Manik dönem bir duygu ve devamında davranış çoşkunluğu halidir. Kişi aşırı neşeli, aşırı öfkeli ve çoşkuludur. Zihninden düşünceler çok hızlı bir şekilde akmaktadır. Bu durum konuşmasına ve davranışlarına yansır. Çok hızlı konuşur, konsantrasyon problemleri yaşar ve abartılı davranışlar gözlenir. Kolaylıkla riskli durumlara atılıp, herhangi bir konuda öfkeli tartışmalara girişebilirler. Uykuya olan ihtiyaç azalır. Yaklaşık 4-7 gün arasında seyreder. Van Gough gibi birçok önemli sanatçının bu hastalığa sahip olduğu ve en önemli eserlerini muhtemelen bu manik ataklar sırasında ortaya çıkardıkları düşünülmektedir.
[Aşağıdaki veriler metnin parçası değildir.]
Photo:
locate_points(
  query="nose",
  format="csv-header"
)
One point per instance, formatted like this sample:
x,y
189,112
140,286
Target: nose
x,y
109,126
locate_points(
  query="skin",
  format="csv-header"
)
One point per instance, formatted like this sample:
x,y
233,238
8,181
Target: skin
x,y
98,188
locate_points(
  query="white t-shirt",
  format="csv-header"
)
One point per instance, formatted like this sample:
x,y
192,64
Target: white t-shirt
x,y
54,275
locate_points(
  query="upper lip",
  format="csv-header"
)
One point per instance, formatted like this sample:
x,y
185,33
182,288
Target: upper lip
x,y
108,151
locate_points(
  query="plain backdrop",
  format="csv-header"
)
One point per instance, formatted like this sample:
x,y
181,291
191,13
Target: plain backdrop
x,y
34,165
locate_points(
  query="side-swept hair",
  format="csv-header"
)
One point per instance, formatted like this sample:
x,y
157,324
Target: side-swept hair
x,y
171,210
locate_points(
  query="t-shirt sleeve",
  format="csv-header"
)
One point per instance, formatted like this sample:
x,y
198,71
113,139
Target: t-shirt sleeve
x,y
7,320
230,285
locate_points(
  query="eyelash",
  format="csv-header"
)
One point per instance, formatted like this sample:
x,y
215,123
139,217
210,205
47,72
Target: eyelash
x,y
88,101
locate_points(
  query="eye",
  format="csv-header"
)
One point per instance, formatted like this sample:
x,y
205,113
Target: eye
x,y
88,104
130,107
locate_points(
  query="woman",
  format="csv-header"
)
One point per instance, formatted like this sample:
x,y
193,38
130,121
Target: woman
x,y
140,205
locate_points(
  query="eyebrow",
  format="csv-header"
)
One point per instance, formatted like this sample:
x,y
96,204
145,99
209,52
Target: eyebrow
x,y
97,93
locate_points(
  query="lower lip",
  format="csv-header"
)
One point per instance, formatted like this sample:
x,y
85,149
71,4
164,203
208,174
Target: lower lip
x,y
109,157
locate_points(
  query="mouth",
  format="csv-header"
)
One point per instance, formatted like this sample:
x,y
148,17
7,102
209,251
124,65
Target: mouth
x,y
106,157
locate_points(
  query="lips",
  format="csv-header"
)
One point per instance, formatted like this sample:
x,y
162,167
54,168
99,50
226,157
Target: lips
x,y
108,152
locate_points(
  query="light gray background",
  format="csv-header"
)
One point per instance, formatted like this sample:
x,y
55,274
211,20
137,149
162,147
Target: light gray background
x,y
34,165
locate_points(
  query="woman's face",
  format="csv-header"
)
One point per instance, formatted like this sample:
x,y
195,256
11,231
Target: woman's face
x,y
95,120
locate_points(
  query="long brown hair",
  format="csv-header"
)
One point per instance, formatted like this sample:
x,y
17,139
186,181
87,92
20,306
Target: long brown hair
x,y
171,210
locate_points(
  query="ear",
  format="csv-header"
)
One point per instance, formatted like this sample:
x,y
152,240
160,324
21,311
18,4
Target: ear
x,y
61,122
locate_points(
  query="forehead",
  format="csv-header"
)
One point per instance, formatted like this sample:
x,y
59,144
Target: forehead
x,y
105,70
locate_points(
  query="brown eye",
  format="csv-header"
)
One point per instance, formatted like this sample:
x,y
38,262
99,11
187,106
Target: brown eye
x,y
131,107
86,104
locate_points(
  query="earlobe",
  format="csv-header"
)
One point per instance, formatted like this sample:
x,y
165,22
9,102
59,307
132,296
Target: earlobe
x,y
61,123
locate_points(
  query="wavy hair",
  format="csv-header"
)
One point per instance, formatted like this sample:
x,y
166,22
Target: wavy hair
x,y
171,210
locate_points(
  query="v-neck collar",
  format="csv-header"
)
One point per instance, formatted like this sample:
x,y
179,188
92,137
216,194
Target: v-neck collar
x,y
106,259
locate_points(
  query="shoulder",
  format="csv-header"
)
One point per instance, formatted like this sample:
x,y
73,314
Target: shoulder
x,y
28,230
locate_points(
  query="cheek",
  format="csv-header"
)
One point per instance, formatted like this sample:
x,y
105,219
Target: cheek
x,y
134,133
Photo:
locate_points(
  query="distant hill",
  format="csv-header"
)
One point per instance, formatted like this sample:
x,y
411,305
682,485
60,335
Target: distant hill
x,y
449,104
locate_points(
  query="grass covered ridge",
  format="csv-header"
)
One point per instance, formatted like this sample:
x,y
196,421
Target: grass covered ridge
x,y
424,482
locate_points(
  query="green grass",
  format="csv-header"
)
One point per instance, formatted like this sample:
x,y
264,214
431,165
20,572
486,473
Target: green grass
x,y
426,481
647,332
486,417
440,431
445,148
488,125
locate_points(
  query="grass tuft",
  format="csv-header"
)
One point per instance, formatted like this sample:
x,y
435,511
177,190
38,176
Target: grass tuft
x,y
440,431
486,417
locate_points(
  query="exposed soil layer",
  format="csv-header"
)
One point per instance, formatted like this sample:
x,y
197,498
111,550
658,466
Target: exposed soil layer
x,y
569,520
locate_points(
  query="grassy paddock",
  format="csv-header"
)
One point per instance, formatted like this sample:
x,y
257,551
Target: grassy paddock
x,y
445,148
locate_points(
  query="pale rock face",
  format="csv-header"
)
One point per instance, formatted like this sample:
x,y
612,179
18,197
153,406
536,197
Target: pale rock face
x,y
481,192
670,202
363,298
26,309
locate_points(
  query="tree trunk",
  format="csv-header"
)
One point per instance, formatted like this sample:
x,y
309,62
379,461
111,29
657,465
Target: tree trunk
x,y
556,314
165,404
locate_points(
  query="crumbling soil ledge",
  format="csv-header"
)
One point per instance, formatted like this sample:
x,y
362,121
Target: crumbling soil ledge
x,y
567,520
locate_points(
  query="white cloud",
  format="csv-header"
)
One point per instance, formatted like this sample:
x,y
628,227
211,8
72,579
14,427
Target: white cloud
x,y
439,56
Bazılarına göre bu durum kulağa hoş gelebilir. Ancak bu enerjinin taşması durumu sürekli devam etmemekte ve yerini tam tersi bir duygu durumuna bırakmaktadır.
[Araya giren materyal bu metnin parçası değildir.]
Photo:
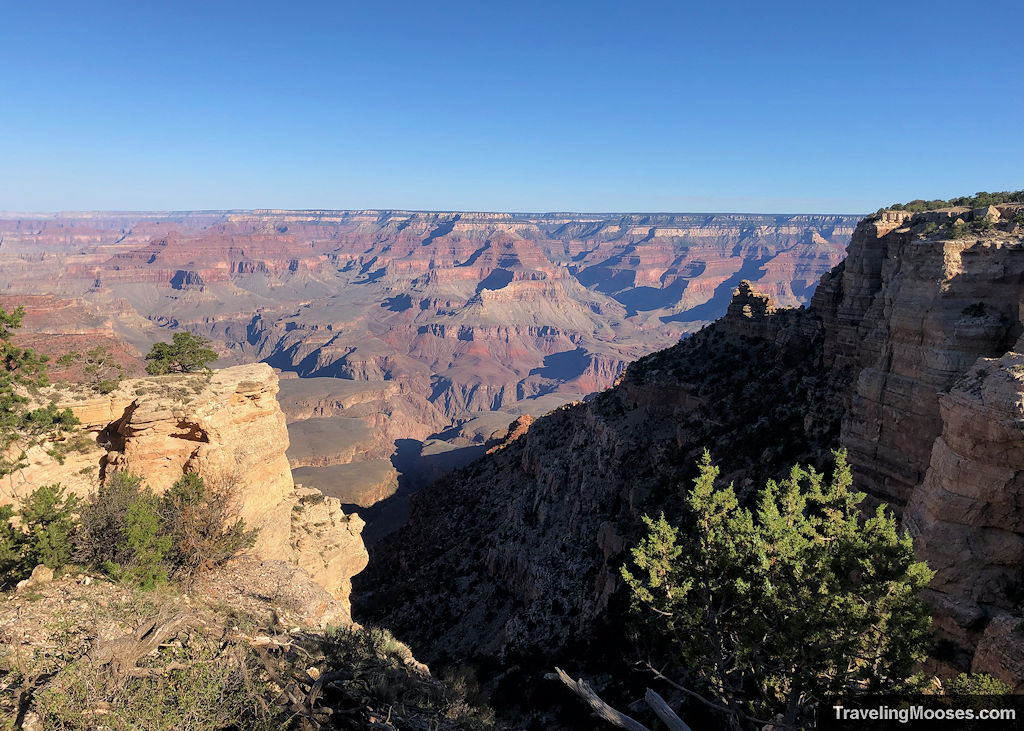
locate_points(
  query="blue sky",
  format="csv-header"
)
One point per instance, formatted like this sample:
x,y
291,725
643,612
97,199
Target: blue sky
x,y
786,106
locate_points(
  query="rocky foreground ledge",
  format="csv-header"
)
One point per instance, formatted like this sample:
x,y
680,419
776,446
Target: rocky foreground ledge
x,y
229,429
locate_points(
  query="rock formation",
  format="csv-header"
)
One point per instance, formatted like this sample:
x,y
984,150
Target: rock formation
x,y
472,311
924,338
227,428
909,357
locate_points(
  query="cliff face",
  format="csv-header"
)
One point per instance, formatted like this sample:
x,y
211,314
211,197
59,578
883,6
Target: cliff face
x,y
228,429
469,311
924,339
516,556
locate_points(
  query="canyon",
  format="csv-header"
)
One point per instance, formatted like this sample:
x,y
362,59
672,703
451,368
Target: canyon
x,y
404,340
539,461
908,356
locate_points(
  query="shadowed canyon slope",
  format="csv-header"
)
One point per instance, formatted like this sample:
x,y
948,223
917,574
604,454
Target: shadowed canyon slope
x,y
468,311
909,357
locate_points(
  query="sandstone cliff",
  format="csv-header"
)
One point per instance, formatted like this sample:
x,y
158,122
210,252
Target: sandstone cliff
x,y
467,311
227,428
515,557
924,340
908,357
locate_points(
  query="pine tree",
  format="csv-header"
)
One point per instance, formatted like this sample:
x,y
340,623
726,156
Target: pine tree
x,y
185,353
774,607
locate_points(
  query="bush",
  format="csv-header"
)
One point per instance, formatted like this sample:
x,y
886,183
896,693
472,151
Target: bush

Depresyon dönemi ise manik dönem sonrası isteksizlik, mutsuzluk, karamsarlık, suçluluk, yaşamdan zevk almama ve uzun süreli devam edip tedavi edilmemesi halinde sonucu intihar girişimlerine kadar varan bir süreç olarak gözlemlenebilmektedir. Kişi bu duygu geçişlerini bazen uzun süre yaşamayabilir. Ancak bir süre sonra tekrar bu duygu dengesizliği ortaya çıkabilir ve bazen bir gün içinde çeşitli duygu geçişleri olarak görülürken bazı dönemler ise bir haftalık manik dönemler sonrası aylarca süren depresyon atakları olarak kendini gösterebilir. Yani bu hastalığa sahip insanlar hayatları boyunca bu hastalıkla yaşamak durumdadırlar diyebiliriz. Ancak ilaç ve psikoterapiyle atakların şiddeti düşürülebilir ve hastalığın daha kontrollü seyri sağlanabilir.
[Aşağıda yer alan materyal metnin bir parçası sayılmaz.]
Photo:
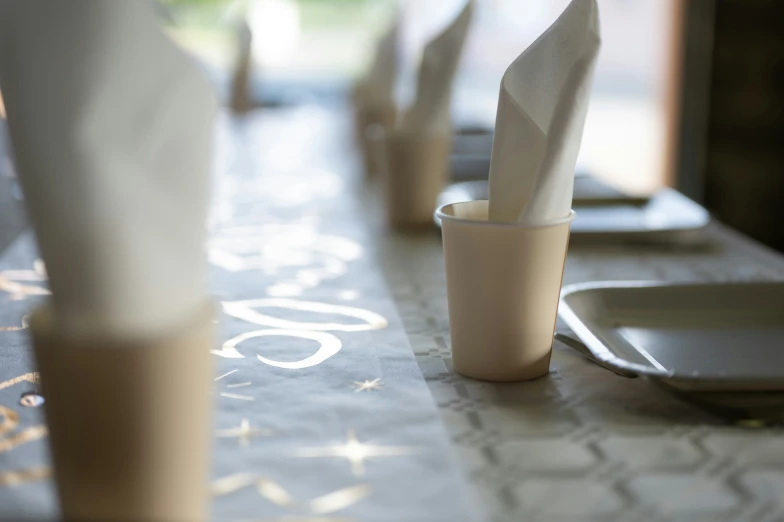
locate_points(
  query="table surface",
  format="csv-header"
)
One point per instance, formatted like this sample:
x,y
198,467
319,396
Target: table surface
x,y
580,444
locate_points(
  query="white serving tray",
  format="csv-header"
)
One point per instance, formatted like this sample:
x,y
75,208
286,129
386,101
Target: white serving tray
x,y
666,216
693,337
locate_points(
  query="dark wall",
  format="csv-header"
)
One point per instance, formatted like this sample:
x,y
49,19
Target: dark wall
x,y
744,167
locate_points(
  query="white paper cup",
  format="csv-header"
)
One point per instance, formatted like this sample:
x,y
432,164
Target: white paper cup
x,y
369,118
415,172
503,285
129,421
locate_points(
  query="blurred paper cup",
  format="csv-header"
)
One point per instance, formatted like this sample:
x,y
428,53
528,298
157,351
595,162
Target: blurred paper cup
x,y
129,421
369,120
416,168
503,284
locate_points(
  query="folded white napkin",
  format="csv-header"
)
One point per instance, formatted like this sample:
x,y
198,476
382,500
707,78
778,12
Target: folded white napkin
x,y
377,87
112,128
430,111
540,119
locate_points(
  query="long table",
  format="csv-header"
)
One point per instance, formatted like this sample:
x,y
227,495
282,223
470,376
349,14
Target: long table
x,y
322,413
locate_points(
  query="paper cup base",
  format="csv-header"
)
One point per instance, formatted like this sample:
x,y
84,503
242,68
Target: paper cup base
x,y
129,422
415,173
368,121
503,287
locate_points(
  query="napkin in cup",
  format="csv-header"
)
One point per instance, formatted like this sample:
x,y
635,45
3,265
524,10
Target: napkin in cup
x,y
431,108
377,87
112,130
540,119
240,99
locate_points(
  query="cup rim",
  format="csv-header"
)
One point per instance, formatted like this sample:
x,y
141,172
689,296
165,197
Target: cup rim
x,y
503,224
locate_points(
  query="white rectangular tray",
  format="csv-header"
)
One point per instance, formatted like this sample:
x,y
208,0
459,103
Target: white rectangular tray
x,y
700,337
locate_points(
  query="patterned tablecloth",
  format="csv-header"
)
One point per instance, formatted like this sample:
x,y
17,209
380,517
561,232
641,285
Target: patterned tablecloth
x,y
584,444
581,444
321,411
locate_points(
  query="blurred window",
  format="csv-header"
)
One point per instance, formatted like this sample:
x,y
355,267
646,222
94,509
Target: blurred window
x,y
316,44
Her hastalıkta olduğu gibi tanı da geç kalınmaması önemli. Sonrasında ise uygun tedavi yöntemleriyle hastalık kontrol altında tutulabilir. Bunun yanı sıra, kişinin kendisinin ve ailesinin bu hastalığı çok iyi tanımaları ve de kabullenmeleri çok önemlidir. Böylece atak dönemlerini daha az krizle ve zararsız atlatmanın yöntemlerini geliştirebilirler. Birçok hasta tanı konulduktan sonra rahatladıklarını ve bu hastalıkla daha kolay baş edebilmeye dair teknikler geliştirdiklerini ifade etmektedirler. Ancak bu hastalar toplumda etiketlenebilmekte ve iş yaşamı gibi birçok alanda engellerle karşılaşmaktadırlar.
Unutmayın ki hiç kimse bu tür bir hastalıkla doğmayı istemez, ancak bazılarımız bu yaşamı deneyimlemek zorunda kalır. Onların yaşadıkları bu süreci eleştirmeden, anlayış ve hoşgörüyle karşılamak onlara sunabileceğimiz belki de ilk destek olabilir.